Music Coach
Requirements
Submit (via email) a tentative project proposal, including: team member names, brief description of project (a paragraph or so), the main technical challenges, milestones/tasks to accomplish this, the primary obstacles/concerns, how you propose to evaluate the outcome.
Team Memebers
- David Johnson
- Dianna Han
Idea description
Use the Nokia N900 as a music coach which can check if you are playing a note at the correct pitch, check if a note is played at the correct time and optionally may allow you to display sheet music from midi files as well as control the pace of performance with movements of the body. It will act both as a real time feedback mechanism alerting you of pitch and rhythm inaccuracies as you play the notes and give you an overall evaluation at the end of your performance. The pitch evaluation is especially useful for instruments which don't have discrete notes such as a cello, violin, trombone or even human voice whereas the rhythm evaluation is suitable for all instruments. Other additional features such as an instrument tuner and a metronome could be added with trivial software modification. It should also be possible to evaluate only pitch with no pre-loaded music score by checking how close a note is to its nearest discrete note. This would assume an advanced student that is playing notes with less than a quarter tone of inaccuracy or else it would rounding to a note which is different to the original intended note.

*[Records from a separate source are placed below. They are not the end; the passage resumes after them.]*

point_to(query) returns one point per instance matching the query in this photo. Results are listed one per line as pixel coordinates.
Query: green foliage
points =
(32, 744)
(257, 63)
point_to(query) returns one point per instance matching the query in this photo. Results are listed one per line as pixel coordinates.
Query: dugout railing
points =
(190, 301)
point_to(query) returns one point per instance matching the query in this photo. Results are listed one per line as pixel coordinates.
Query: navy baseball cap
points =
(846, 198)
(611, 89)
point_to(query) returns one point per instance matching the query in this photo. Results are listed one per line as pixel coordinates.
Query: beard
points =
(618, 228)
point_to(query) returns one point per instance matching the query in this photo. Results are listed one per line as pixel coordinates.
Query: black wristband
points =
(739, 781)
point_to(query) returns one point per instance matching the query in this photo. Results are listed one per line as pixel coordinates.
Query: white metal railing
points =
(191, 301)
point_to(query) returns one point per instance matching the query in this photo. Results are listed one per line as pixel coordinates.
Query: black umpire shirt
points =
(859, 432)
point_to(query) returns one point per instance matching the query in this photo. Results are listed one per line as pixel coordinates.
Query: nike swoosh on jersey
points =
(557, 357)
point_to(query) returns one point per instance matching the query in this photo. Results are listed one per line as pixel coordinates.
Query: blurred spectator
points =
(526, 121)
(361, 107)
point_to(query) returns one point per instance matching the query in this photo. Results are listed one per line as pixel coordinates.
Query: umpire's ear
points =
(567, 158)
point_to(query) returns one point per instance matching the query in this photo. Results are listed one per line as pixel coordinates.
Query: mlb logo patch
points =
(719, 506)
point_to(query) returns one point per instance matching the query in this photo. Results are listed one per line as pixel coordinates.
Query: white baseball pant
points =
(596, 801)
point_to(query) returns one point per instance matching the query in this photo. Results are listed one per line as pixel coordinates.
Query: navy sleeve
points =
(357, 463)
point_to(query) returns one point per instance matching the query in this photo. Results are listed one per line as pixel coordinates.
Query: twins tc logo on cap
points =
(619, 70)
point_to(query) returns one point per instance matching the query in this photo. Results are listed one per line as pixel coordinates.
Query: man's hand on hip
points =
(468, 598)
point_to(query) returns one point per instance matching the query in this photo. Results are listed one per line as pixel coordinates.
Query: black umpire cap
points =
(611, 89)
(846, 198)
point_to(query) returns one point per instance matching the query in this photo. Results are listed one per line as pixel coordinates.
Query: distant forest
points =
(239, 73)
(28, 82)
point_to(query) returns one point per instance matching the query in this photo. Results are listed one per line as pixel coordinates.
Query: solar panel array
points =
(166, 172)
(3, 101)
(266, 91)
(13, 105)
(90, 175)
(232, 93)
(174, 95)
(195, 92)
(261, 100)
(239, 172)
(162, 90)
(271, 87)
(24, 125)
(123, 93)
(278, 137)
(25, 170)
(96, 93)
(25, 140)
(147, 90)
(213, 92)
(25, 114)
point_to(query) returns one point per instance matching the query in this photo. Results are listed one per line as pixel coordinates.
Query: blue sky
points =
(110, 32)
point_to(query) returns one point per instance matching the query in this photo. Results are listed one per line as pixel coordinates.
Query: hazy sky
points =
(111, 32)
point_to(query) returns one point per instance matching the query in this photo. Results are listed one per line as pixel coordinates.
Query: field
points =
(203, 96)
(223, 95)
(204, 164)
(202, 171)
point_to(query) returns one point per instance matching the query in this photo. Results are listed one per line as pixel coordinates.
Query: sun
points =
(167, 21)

Different feedback mechanisms will be explored. Visual feedback could use a compass like display where North and South represent a pitch that is above or below the correct note and the length of the arrow represents the fractional difference between the notes. East and West represents whether you played the note too early or too late and the length of a second arrow also represents the fractional difference. Audio feedback could also be explored by playing the correct note on the speaker in the case of a pre-loaded score and using beats in the note which get closer together the further the note is away from the correct note. This would be ideal as a training module for someone learning scales on a cello, for example.
One problem with a pre-loaded score is making allowances for musical expressiveness. This comes in the form of slowing down and speeding up your performance in sections of the music as well as adding vibrato to a note in the case of stringed instruments and the human voice. A vibrato note is an oscillation which falls slightly below and slightly above a note. The accelerometer could be used to sense rhythm by monitoring swaying movements on the body, if the phone was strapped onto a person. For example if the phone was strapped to the head, faster rocking movements in the head would speed up the performance and slower rocking movements would slow the performance down. Allowing for vibrato can be done by calculating the average pitch of the performed note over a specific time window.
Main challenges
- Real-time processing of the audio input to recognise the frequency of a note.
- Different instruments have a range of timbre with transient harmonics which can dominate the fundamental frequency momentarily - the challenge will be to decide on an optimal time window to use for the pitch recognition. This challenge may simply limit the scope of instruments to ones which have a dominant fundamental from the attack to the decay of the note.
- Real-time feedback display. You want the performer to get feedback as quickly as possible for it to be useful but if this is too soon - it may be inaccurate, whereas if its too late it will be more accurate but less useful.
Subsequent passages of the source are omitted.